Among them was, for example, Iskerda Aurelio, CEO of Bank of Valencia, a subsidiary of Bankia. He received compensation of 14 million euros in pensions and compensation for early retirement. Jose Luis Pego, director of the Novacaixagalicia bank, for the first nine months was paid 18.5 million euros of compensation, of which 7.7 million for the fact that he retired early, the rest - bonuses for "work." Member of the PSOE, the former president of bank Caja Castilla - La Mancha in cahoots with the leaders of the autonomy put his signature on the project to build a completely useless airport at Ciudad Real, spending nine billion of the state money.

Some economists on Wall Street have predicted that Spain will come out of the euro area rather than Greece. Matthew Lynn from the British consulting firm "Strategy Economics" believes that Spain has at least six reasons for it.

In addition to dubious ones, such as the political independence and great prospects in Latin America, it indicates at least one correct one - it is a strong real economy. Spain is the fourth economy of the Euro zone and provides 12 percent of its total GDP. The share of exports to GDP is 26 percent - this is quite comparable with the UK, France and Italy. In this respect, the rejection of the euro and the transition to the peseta would lead to losses, and it will not be as critical as for example, Portugal, and the real sector will quickly stabilize the country.

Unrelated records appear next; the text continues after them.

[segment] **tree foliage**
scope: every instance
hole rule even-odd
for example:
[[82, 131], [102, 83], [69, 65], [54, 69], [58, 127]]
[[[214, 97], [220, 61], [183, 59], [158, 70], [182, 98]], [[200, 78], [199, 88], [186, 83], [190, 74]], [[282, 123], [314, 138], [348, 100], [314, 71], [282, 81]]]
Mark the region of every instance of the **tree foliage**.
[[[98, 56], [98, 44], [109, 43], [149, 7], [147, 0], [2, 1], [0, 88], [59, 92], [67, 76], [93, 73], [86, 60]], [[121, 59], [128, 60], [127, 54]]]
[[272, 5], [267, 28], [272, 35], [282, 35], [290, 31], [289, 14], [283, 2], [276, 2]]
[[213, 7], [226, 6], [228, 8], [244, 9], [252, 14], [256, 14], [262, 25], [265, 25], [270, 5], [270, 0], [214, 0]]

But the main problem of the country is not Brussels that does not want to save Spanish banks, and not Rahoe who does not want to ask for help. The main problem is the division of Spain into 17 autonomous regions - in fact, states within the country, with their claims to Madrid, overgrown bureaucracy, and ambitions. The autonomies must return 36 billion euros in loans to the budget this year, of which 15-16 billion, as Madrid hopes, will be used to fund it. However, these hopes were dashed in late May when the largest autonomy - industrialized Catalonia - announced that it was no longer able to refinance its debt of 13 billion euros, effectively acknowledging its bankruptcy.

Where will Rahoy get the money from? He did not explain, confining to promise to prevent the bankruptcy of the autonomy. But in two years Rahoy must give fiscal sovereignty to the Government of Catalonia, and then it will be not too far to the national sovereignty. In 2015 the Catalan government will hold a referendum on this issue - and then, farewell to Spain.